The following tale is related by Aelian in his treatise On Animals (X.48). In very ancient times the region of Emathia in northern Greece had a king name named Lycaon. This king’s son was named Macedon; and it is from this name that the word for the country called Macedonia has come about.
One of Macedon’s sons was a vigorous and admirable youth named Pindus. He stood out from his brothers and peers for his superlative qualities of body and mind. Naturally this situation provoked a great deal of jealousy and resentment against him; and Pindus soon came to realize it would be better for him to leave his father’s court. So he decided to take up residence in the Emathian countryside.
Among his other attributes, Pindus was a hunter of great skill. One time, when he was absorbed in the hunt, he found himself chasing deer across the rocky landscape. The young does eventually entered a steep ravine, and disappeared among the tangle of rocks and vegetation. Pindus dismounted from his horse and set out on foot after the does. As he began to enter the ravine, he heard an unmistakably authoritarian voice which said, “Do not lay hands on these deer.” The young man was startled; he looked around, but could find no source for the strange command. Concluding that it must have emanated from some divine source, he quickly left the ravine.
The event haunted him, and he returned to the ravine the next day. He thought he might be able to deduce the source of the voice. He looked around, but there was no sign of anyone or anything that might have issued the mysterious command. But suddenly he noticed an immense snake crawling across the ravine. It was so large, Aelian assures us, that the serpent’s “neck and head together exceeded in size that of a full-grown man.” Pindus was terrified at the sight of the monster, but he could not take his eyes off the serpent as it wound its way towards him. He did not flee. Keeping his wits and his cool, the lad offered the monster the animal prey he had caught earlier that day. He gave the game—which amounted to a few birds—to the serpent as a kind of tribute to guarantee his safety.
The snake seemed to be placated by this offering. Pindus departed intact. From that point, he would make a habit of giving the monster the first fruits of his daily hunts. He would descend into the raving, and bring the serpent whatever first bird or beast he had managed to capture that day. At the same time, Pindus’s personal fortunes began to swell with the beneficences of success. His successes in venery multiplied; he became the very best hunter in the land. And as he matured, he grew into an even more impressive figure than he had been before. Physically, he became tall, strong, and able to withstand physical rigors that few others were able to tolerate. His fame spread far and wide.

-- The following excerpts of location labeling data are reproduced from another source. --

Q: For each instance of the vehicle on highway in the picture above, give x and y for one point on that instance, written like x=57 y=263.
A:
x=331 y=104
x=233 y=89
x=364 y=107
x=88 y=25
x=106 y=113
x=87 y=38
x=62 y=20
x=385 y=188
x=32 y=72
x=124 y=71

Pindus became sought after by women who had heard of his fearless reputation; both maidens and widows were eager to become acquainted with him. Men admired him and tried to emulate him—the only exception being his three brothers, who still nursed a pathological jealousy of him. Eventually, his brothers found out where he lived, and contrived a scheme to do away with him. One day, when Pindus was out hunting, the three brothers saw him and prepared an ambush. When all was ready, they fell upon him with drawn swords and slew Pindus without mercy. As he lay dying, Pindus let out a roar of anguish and rage. His agonized voice was heard by the monstrous serpent in the ravine. It slithered its enormous body across the rocky landscape until it found the dying Pindus and his three murderers. The snake, with amazing speed, swept up the three killers in its coils and crushed them to death.
The serpent kept vigil beside Pindus’s body until his relatives arrived on the scene. They cried out in sorrow at the sight of the dead young man; but they were terrified of approaching his body, for fear of arousing the wrath of the monstrous snake that guarded him. Soon the serpent realized that his presence was keeping the family away; and so it departed, and made its way back to its lair in the ravine. Pindus’s family attended to his burial and erected a tomb to house his remains. The river near the scene of his murder was named the Pindus River.
So it happens that an unlikely friend can act as one’s avenger. This tale recalls, in some ways, a quote from Homer’s Odyssey that appears in another part of Aelian’s treatise (IV.45):
So good a thing is it that a son be left behind a man at his death, since that son took vengeance on his father’s slayer.
And there is another lesson here as well. While the machinations of the wicked, and the devices of the corrupt, may seem for a time to bring success, the results of their deeds will always find them in the end. There is no escape from the consequences of moral corruption.